To find the maximum height reached by the ball, we need to determine the vertex of the parabolic function h(t) = -5t^2 + 10t + 40. The vertex of a parabola in the form y = ax^2 + bx + c is given by the coordinates (h, k), where h = -b/2a and k = f(h).
In this case, a = -5, b = 10, and c = 40. Let's calculate the time when the ball reaches its maximum height:
h = -b/2a = -10 / (2 * -5) = -10 / -10 = 1
Now, substitute t = 1 into the equation to find the maximum height:
h(1) = -5(1)^2 + 10(1) + 40 = -5 + 10 + 40 = 45
Therefore, the maximum height reached by the ball is 45 meters.

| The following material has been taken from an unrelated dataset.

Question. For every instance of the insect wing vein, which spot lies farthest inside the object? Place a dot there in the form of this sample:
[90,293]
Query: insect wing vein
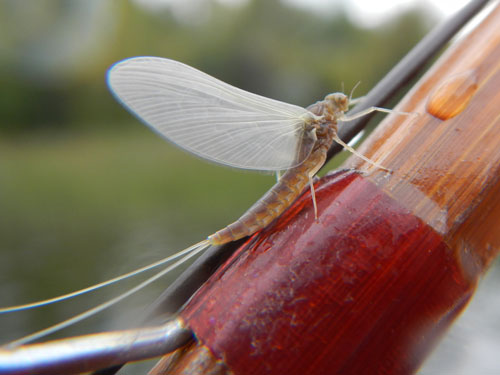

To determine when the ball hits the water, we need to find the time at which h(t) becomes zero (since the water level is at h = 0). We can solve the equation -5t^2 + 10t + 40 = 0 using the quadratic formula.
The quadratic formula is given by:
t = (-b ± sqrt(b^2 - 4ac)) / (2a)
In our case, a = -5, b = 10, and c = 40. Substituting these values into the quadratic formula:
t = (-10 ± sqrt(10^2 - 4 * -5 * 40)) / (2 * -5) = (-10 ± sqrt(100 + 800)) / (-10) = (-10 ± sqrt(900)) / (-10) = (-10 ± 30) / (-10)
This gives two solutions:
t1 = (-10 + 30) / (-10) = 20 / (-10) = -2 t2 = (-10 - 30) / (-10) = -40 / (-10) = 4
Since time cannot be negative in this context, we discard t1 = -2. Therefore, the ball hits the water after 4 seconds.
To summarize: A) The maximum height reached by the ball is 45 meters. B) The ball hits the water after 4 seconds.